Multi-threading usually also means that you want to make something faster. So first it may be worth to recap your initial design and make it faster on a single-thread. Then that is a goal to beat. Also, for comparing run time without writing refined benchmarks, you need a run time of "visible" length.
On my machine, with "setting"
int max = 1_000_000_000;
boolean sieve[] = new boolean[max];
long sum = 0; // will be 24739512092254535 at the end
your original code,
for(int i=2;i<max;i++)
if(!sieve[i]) {
for(int j=i*2;j<max;j+=i)
sieve[j]=true;
sum+=i;
}
runs for 24-28 seconds. As discussed in the comments below @Andreas's post, and later inside (yeah, now I see it is accepted and most of the discussion is gone), the inner loop does a lot of extra checks (because it does one comparison all the time, even when it will not actually start). So the outer loop could be broken in two parts: first sieving and summing (up to the last "unknown" divisor of max
, which is not more than its square root), and then just summing for the rest:
int maxunique=(int)Math.sqrt(max);
for(int i=2;i<=maxunique;i++)
if(!sieve[i]) {
for(int j=i*2;j<max;j+=i)
sieve[j]=true;
sum+=i;
}
for(int i=maxunique+1;i<max;i++)
if(!sieve[i])
sum+=i;
This one runs for 14-16 seconds on my machine.
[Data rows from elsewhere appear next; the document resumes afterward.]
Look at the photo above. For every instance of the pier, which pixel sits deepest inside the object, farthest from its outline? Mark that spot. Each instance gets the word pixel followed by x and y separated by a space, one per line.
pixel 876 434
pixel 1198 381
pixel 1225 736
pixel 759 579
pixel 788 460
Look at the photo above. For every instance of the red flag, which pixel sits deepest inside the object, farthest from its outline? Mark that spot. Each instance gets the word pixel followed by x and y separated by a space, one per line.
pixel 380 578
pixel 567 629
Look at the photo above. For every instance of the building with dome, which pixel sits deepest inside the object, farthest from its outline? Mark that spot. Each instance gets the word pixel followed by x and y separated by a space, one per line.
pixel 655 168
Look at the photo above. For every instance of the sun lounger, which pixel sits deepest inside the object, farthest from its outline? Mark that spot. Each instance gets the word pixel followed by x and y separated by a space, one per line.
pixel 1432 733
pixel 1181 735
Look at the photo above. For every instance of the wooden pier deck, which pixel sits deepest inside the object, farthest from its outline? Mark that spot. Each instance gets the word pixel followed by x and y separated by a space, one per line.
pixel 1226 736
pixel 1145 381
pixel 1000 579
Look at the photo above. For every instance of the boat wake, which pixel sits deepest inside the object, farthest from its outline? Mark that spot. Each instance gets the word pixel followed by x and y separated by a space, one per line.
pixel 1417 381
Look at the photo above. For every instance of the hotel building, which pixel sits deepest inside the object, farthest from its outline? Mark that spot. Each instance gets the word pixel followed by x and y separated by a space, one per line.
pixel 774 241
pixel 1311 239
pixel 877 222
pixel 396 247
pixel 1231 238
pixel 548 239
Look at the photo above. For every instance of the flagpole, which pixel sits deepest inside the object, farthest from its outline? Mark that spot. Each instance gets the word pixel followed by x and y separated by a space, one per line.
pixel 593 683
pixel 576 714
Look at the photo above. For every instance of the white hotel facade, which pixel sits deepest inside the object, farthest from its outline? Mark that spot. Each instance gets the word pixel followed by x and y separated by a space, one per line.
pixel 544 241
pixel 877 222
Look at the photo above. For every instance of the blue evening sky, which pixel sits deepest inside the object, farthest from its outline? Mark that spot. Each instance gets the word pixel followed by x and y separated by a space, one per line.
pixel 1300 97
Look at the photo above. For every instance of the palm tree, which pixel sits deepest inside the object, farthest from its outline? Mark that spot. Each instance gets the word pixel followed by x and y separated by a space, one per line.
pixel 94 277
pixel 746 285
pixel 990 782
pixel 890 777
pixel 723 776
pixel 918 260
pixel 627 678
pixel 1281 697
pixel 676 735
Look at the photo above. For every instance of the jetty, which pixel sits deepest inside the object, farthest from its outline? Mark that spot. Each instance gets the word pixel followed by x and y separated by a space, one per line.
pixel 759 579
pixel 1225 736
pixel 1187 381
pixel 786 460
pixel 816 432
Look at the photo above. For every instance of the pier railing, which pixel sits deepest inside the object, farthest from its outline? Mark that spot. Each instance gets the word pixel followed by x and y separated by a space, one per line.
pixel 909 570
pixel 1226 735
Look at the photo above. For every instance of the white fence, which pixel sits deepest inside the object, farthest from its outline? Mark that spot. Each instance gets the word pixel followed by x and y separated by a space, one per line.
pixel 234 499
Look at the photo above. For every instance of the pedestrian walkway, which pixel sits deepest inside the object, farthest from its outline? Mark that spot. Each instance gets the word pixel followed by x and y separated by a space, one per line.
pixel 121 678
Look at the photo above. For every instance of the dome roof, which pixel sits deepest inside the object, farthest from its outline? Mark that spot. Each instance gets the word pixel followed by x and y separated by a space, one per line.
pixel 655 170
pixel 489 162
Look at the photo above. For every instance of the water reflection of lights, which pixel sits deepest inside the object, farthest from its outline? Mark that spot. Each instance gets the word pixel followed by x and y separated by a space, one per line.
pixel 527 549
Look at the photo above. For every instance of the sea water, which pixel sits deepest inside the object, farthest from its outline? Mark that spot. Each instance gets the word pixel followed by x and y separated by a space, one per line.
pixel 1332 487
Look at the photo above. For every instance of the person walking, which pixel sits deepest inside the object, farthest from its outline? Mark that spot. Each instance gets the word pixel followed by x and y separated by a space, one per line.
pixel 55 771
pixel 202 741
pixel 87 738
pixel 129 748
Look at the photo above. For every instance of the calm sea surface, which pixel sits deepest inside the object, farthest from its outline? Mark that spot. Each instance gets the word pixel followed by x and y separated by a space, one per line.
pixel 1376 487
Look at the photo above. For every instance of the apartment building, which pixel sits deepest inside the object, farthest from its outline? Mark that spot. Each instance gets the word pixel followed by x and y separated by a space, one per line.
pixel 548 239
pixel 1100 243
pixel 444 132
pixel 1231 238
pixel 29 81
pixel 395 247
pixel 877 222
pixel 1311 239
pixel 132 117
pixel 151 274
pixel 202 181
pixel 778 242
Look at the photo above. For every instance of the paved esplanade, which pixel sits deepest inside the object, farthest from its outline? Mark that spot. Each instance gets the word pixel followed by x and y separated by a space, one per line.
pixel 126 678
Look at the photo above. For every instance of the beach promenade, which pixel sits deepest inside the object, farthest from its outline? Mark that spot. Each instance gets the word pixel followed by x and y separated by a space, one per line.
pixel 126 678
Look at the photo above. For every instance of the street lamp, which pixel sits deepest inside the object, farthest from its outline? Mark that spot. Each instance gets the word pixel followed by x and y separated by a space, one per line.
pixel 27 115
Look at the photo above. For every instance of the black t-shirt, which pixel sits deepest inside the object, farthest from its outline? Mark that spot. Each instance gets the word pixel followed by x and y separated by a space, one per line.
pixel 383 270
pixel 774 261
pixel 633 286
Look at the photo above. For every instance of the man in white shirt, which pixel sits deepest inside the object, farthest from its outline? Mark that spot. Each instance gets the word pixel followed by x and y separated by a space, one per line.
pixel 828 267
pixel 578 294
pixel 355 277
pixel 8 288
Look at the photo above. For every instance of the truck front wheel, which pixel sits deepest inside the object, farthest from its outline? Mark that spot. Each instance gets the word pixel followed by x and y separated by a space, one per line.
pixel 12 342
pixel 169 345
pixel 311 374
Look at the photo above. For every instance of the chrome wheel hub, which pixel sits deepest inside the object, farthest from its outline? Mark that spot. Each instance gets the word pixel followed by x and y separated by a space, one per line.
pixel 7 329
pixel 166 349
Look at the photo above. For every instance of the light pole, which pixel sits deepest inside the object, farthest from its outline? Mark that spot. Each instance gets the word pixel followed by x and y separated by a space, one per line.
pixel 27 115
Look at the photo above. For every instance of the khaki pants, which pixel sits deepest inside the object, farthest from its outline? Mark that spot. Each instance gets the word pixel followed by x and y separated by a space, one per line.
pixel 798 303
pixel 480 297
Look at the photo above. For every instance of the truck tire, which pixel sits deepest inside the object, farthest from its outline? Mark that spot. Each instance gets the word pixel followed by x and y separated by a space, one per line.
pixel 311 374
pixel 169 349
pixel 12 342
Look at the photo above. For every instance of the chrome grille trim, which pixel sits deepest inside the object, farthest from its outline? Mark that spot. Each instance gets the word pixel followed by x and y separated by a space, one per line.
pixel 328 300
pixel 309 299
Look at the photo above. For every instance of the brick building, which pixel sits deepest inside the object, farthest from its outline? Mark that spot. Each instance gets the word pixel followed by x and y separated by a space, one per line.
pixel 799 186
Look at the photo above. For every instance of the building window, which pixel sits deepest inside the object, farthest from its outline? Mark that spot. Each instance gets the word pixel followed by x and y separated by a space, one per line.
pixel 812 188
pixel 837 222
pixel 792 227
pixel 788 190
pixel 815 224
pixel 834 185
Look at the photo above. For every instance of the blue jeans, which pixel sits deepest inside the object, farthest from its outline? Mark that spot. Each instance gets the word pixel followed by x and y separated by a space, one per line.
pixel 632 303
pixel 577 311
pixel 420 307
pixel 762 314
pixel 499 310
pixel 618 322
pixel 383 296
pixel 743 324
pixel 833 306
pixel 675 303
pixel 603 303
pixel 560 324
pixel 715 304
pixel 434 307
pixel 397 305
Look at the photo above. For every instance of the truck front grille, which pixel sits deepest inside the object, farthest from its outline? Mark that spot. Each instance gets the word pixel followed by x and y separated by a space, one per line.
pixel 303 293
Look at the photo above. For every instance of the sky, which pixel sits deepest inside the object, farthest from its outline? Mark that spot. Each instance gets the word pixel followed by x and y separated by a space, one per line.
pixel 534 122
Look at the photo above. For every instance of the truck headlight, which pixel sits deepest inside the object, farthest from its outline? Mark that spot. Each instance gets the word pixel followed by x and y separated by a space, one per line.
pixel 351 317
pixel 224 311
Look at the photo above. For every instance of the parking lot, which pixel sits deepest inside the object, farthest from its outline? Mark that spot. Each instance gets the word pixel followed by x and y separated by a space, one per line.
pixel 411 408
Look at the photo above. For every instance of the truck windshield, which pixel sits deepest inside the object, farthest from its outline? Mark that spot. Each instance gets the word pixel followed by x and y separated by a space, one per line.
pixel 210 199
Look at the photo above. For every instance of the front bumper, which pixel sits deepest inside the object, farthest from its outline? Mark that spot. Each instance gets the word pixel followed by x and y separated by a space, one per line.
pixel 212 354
Significant gain and no threads involved yet.
Then come the threads, and the issue with if(!sieve[i])
: when calculating the sum, such check must not happen before the inner loop(s) for lower primes than i
have surpassed i
, so sieve[i]
really tells if it is a prime or not. Because for example if a thread is running like for(int i=4;i<10001;i+=2)sieve[i]=true;
, and another thread is checking sieve[10000]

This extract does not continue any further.